Over really clear water, we often have to use planer boards to catch fish but one advantage to fishing over weeds is that any ripple seems to slightly cloud the water.  On cabbage and broader leaved variety pondweeds in particular, there is a Walleye In The Weeds With Jason Mitchellfilm of residue that seems to collect on the stalks and leaves and with the slightest wind or movement, this residue breaks loose and will slightly cloud or stain the water.  This is why on really tough, flat, bluebird days, I often like to spend time fishing over weeds.  Unless you are dealing with really skinny water between the tops of the weeds and the surface, use a deeper diving crank on a short amount of line to increase your efficiency.  In other words, if you have five to ten feet of water to work with, don’t feel like you have to use a shallow running lure with a small bill that requires letting out more than thirty feet of line.  Experiment with deeper diving lures that have a larger bill so that you can pull these lures less than twenty feet from either the planer board or behind the boat to reach the desired depth.  This shortened leash speeds up cleaning weeds off lures and simply less can go wrong if you have to reel fish in over a shorter distance.  Planer boards are also much easier to read for fouled up lures when using a deeper diving lure close to the board.


Over stained water, we often find that planer boards are not as necessary and if we are in a situation where they are not necessary, we don’t use them to increase our efficiency even more.  If you can get away with simply pulling lures behind the boat, you can also tell much easier if the lure is fouled up and there is one less step when you get a fish on.  


We have encountered many different nuances to these weed flat walleye patterns over the years.  Trolling speed is a huge factor to experiment with as trolling speed combined with lure running depth is usually more important than lure color.  Often, I dare say that speed and depth is often even more important than the lure.  Our procedure is to make big S-Curves if we are not catching fish so that we can figure out if the fish want the lure slow or fast.  Don’t be afraid to fish above the weeds and error on the side of high, particularly with planer boards.

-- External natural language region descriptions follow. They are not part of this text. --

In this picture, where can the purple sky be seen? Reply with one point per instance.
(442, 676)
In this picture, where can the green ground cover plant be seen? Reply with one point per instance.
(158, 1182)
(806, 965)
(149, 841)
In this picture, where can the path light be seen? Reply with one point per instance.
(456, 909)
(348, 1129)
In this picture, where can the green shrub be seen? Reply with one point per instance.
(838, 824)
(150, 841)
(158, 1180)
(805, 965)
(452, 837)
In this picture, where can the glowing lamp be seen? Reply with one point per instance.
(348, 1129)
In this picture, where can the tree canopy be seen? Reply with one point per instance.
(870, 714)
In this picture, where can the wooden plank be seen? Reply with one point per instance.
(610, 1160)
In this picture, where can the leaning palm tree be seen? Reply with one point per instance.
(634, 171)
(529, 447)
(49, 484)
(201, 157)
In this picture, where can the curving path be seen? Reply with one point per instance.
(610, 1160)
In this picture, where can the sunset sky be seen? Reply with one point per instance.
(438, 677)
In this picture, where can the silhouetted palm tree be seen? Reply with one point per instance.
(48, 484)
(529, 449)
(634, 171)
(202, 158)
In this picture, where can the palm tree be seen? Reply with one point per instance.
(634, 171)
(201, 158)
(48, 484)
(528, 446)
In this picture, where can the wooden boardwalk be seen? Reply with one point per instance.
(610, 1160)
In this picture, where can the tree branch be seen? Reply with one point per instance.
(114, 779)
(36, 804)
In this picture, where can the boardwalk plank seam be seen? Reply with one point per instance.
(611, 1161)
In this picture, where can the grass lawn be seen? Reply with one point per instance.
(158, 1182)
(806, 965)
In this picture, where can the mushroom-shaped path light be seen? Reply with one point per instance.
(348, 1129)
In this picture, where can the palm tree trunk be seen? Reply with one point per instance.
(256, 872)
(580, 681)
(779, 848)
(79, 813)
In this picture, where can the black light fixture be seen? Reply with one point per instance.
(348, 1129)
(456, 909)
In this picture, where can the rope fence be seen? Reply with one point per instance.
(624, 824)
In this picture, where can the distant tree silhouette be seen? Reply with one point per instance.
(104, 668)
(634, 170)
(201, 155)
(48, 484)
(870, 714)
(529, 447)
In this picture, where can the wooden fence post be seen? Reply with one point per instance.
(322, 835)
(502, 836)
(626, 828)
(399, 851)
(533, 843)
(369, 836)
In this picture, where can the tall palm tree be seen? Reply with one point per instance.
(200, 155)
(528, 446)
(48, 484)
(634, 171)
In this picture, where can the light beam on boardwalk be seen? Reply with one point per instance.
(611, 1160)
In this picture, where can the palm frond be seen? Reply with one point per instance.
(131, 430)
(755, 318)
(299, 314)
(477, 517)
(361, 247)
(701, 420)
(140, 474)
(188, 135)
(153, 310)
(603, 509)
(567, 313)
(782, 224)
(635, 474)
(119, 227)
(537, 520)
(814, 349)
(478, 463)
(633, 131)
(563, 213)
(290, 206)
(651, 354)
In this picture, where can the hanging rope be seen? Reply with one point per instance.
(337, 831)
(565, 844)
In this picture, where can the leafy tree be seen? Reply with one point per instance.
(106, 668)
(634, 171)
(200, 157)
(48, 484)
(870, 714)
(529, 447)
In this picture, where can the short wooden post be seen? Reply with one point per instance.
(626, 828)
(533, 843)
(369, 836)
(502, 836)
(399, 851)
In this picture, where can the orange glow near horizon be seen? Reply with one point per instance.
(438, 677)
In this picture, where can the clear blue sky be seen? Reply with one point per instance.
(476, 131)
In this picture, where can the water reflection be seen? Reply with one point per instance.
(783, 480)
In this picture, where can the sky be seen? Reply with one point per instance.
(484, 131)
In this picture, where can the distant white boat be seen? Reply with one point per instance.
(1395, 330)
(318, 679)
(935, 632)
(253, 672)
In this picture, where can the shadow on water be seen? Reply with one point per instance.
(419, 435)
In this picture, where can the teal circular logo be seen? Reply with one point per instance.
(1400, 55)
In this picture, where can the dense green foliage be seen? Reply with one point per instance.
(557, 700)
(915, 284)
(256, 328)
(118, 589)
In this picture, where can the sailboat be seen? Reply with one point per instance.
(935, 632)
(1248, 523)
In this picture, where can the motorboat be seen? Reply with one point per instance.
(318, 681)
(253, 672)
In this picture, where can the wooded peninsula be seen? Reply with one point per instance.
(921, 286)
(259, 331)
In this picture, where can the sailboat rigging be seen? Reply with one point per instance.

These patterns often require you to get comfortable and confident in that the windows are often intense.  I personally believe that the aggressive fish position near the top of the weeds and are often cruising.  During the first half of the summer in particular when walleyes are feeding on young of the year fish hatches like bluegill, crappie and white bass, we often catch a staggering number of fish using really small profile crankbaits like the Salmo H4F Hornet.  These tiny cranks have an extremely intense action and fish much bigger than their size.  From Iowa to Wisconsin and back to the Dakotas, running these small Hornets over weed flats is just simply deadly.  Not only do you catch walleye, but you seem to catch everything with these cranks including big panfish.  


Even though this pattern often takes place over relatively shallow water, electronics are still important.  Obviously, you can see how high the weeds but don’t get obsessed with looking for fish below the boat.  I prefer the Lowrance fish finders the HDS Carbon for the best side imaging and what you see to the side of the boat is important.  Typically, you will see the weed growth on the side scan and fish will just look like horizontal or vertical lines and often times these lines will curve or slash as the fish are often moving.  When fish position high as they often do when aggressive, you can often see them on good side scan.  If you run a Lowrance HDS Carbon, make sure to upload the unit with the latest software that became available earlier this spring as the software update will give you much better definition further out to the sides of the boat.  This enables you to increase your range dramatically when looking for fish.


These types of weed flat locations are often under-fished but I can’t stress enough how productive these locations can be.  Walleye anglers by large are programmed to look for structure and fish close to the bottom so some anglers have a confidence hurdle to fish this pattern but the reality is that on many fisheries, these locations are some of the most productive patterns we encounter.